Japanese government bonds (JGBs) wavered on Friday as economic uncertainty clouded prospects for policy changes by the central bank.

The benchmark 10-year JGB yield (JP10YTN=JBTC) was flat at 1.55% after earlier falling 1.5 basis points (bps). The yield was down 5 bps from last week’s close. Yields fall when bond prices rise.

The Bank of Japan on Thursday kept its short-term interest rates steady at 0.5%, but revised up its inflation forecast, a sign that it would stay on its path of gradually raising rates.

The Bank of Japan (BOJ)'s interest rate remained unchanged at at 0.5% on July 31.Thomson ReutersBank of Japan’s policy rate

JGBs fell immediately after the announcement, but then rallied later in the session after comments by BOJ Governor Kazuo Ueda were interpreted as more dovish than the policy statement. Ueda flagged continuing risks to the economic outlook in keeping interest rates steady.

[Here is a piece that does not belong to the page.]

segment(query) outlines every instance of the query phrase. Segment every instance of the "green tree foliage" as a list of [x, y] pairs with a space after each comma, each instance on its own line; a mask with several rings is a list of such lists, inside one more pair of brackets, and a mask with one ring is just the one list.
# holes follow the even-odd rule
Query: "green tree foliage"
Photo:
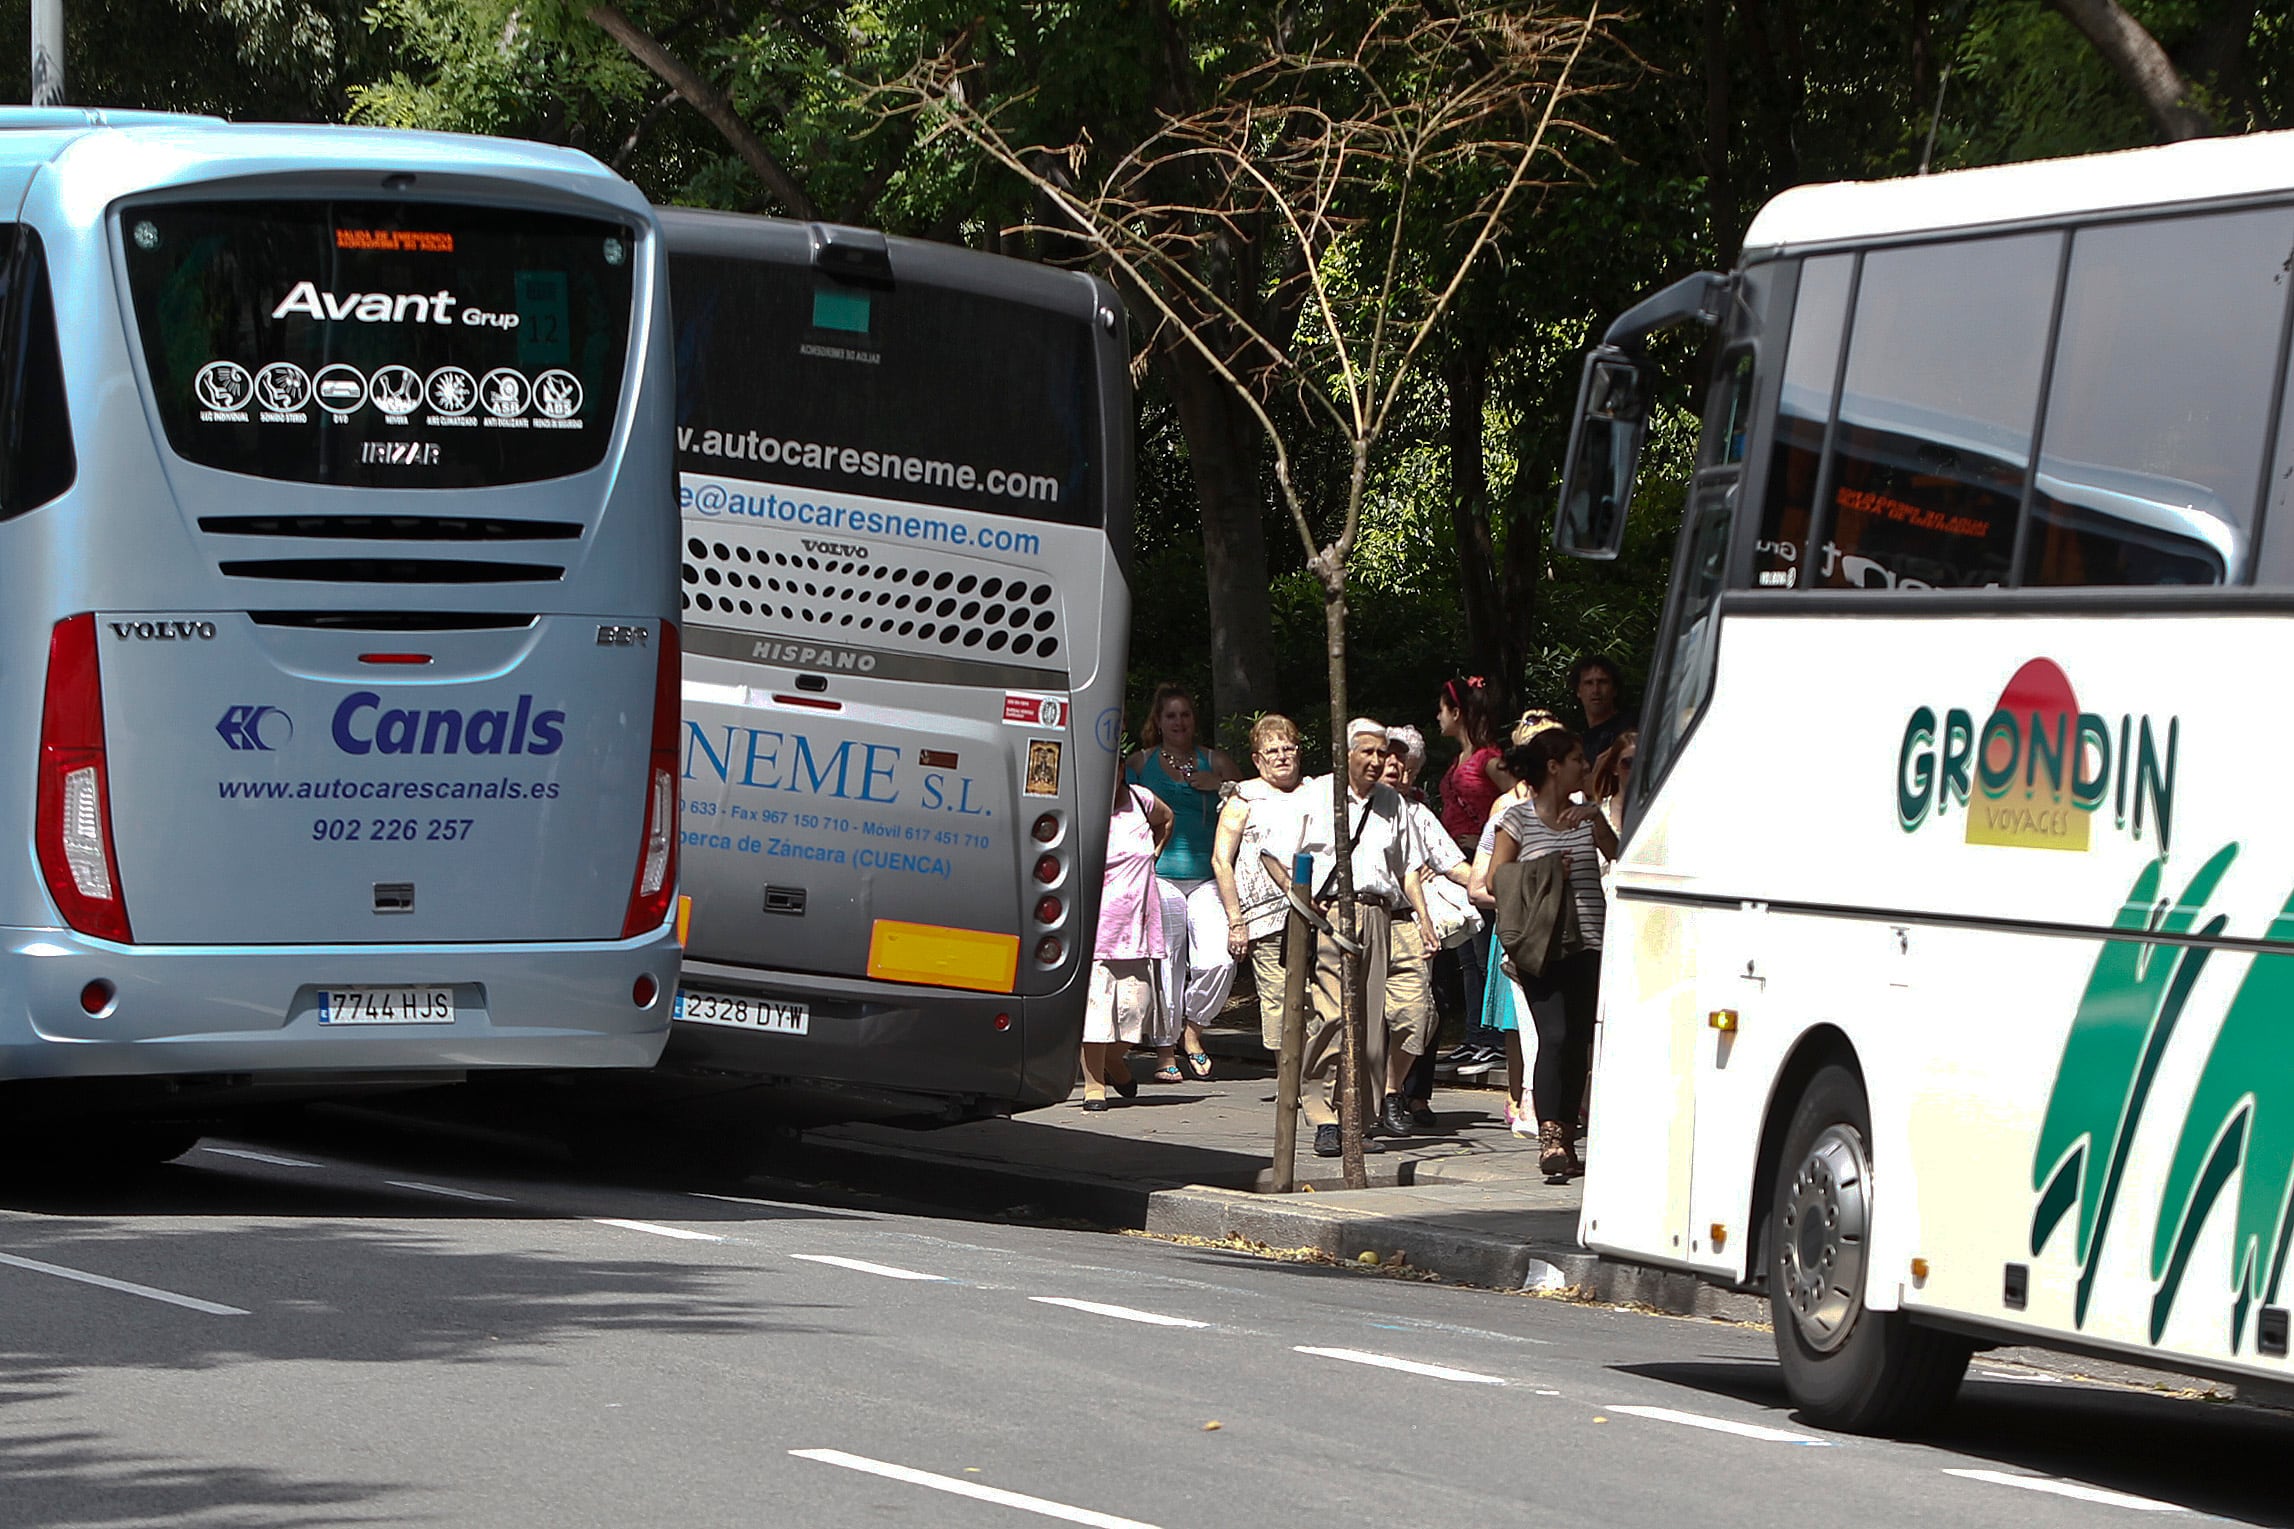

“Governor Ueda was quite cautious, but I still expect the BOJ to hike its policy rate by October 30,” said Koichi Fujishiro, chief economist at Dai-ichi Life Research Institute.

Demand for safety assets was also bolstered with the United States continuing to use the threat of tariffs to pressure trade partners into deals. Shortly before Asian markets opened, U.S. President Donald Trump slapped dozens of countries with steep tariffs.

The BOJ said in its quarterly report that uncertainty over the impact of U.S. trade policy “remains high” – a less pessimistic view than in May when it said uncertainty was “extremely high.”

Japan’s long-dated JGB yields remain near record peaks after the ruling coalition lost its majority in upper house elections last month. Opposition parties advocating debt-funded tax cuts have strengthened, adding pressure on fiscally conservative Prime Minister Shigeru Ishiba to step aside.

The 20-year yield (JP20YTN=JBTC) rose 1 bp to 2.55%. The two-year yield (JP2YTN=JBTC) fell 1 bp to 0.81%, while the five-year yield (JP5YTN=JBTC) fell 1 bp to 1.080%.